Nuova nave tanker in acciaio inox consegnata a Brullo (Navalmed)
Hiera M, la 17sima unità del gruppo appena consegnata in Cina, opererà in Mediterraneo e Nord Europa
“Sono le cisterne in acciaio inossidabile il marchio qualitativo della nuova nave tanker che la compagnia Navalmed (braccio operativo insieme alla Augusta Due del gruppo armatoriale Brullo) ha preso in consegna oggi e che segna un ulteriore passo avanti nel piano di rinnovamento della flotta che fa capo alla famiglia Brullo”.
Lo ha evidenziato una nota della compagnia armatoriale. Battezzata Hiera M, di bandiera italiana (in previsione, al momento batte quella di Marshall Islands), costruita dal cantiere cinese Zhousan Dashenzhou, la nuova unità che rispetta i più stringenti standard internazionali in materia di efficienza energetica (Eedi) e può operare nelle Emission Control Areas (Eca) – Nord Europa, Stati Uniti e, dal maggio 2025, anche Mediterraneo, è gemella di una seconda unità ordinata allo stesso cantiere nel dicembre del 2025 e prevista in consegna nel 2028. Lunga 130 metri per 22 di larghezza, la Hiera M ha un dwt di 13.244 tonnellate.

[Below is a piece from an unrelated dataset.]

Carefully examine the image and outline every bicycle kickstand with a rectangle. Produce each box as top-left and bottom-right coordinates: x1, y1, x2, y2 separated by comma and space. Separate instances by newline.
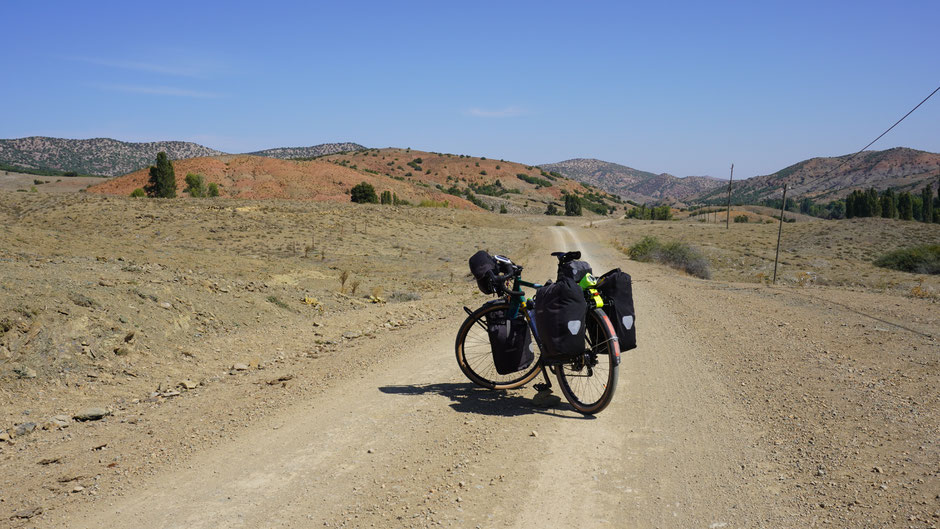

Le nuove navi, che presumibilmente saranno utilizzate sui mercati del Mediterraneo e del Nord Europa nel trasporto di prodotti petrolchimici, fanno parte integrante di un piano in atto di rinnovo e ringiovanimento che si è già concretizzato l’anno scorso con l’entrata in servizio delle unità Primo M e Ginostra M prese in consegna ed entrate in servizio rispettivamente a febbraio e a settembre 2025, nonché della Alicudi M (una tanker sempre in acciaio inox) da 9.000 tonnellate dwt a febbraio 2026.
Complessivamente il gruppo armatoriale romano conta oggi su una flotta di 17 navi alle quali si sommano quelle in ordine: “Flotta caratterizzata da una particolare attenzione all’innovazione tecnologica con sistemi propulsivi che garantiscono un abbattimento dei consumi e alla prevenzione dell’inquinamento (anche in termini di emissioni). Si tratta fra l’altro di navi dotate di impianti per la ricezione dell’alimentazione elettrica da terra, che consentono di effettuare operazioni commerciali con motori e generatori spenti”.
La nota sottolinea come “l’azienda, che mantiene bandiera italiana, consolida quindi la propria posizione nel mercato internazionale grazie ai rapporti di lungo periodo con i principali operatori del settore e alla reputazione costruita sulla puntualità e affidabilità dei servizi di noleggio. Rafforzamento dei rapporti confermato anche dalla affidabilità internazionale conquistata sul campo e sfociata in rapporti con istituti finanziari e fondi di investimento negli Stati Uniti, in Nord Europa, in Giappone e in Cina. Nel corso del 2025, il gruppo, proprio perseguendo la filosofia di rinnovamento e di sostenibilità, aveva anche ceduto tre unità considerate non più in linea con gli standard qualitativi perseguiti, la nave Rinella M, la Basiluzzo M e la Panarea M”.
“Il nostro gruppo – hanno sottolineato gli armatori – ha scelto di percorrere quella che noi consideriamo una rotta obbligata che prevede un trasporto marittimo sempre più sostenibile e una qualità del servizio in linea con le più significative innovazioni tecnologiche disponibili nel campo delle costruzioni navali. In ciò rispondendo alle aspettative che i grandi noleggiatori ripongono nella nostra affidabilità”.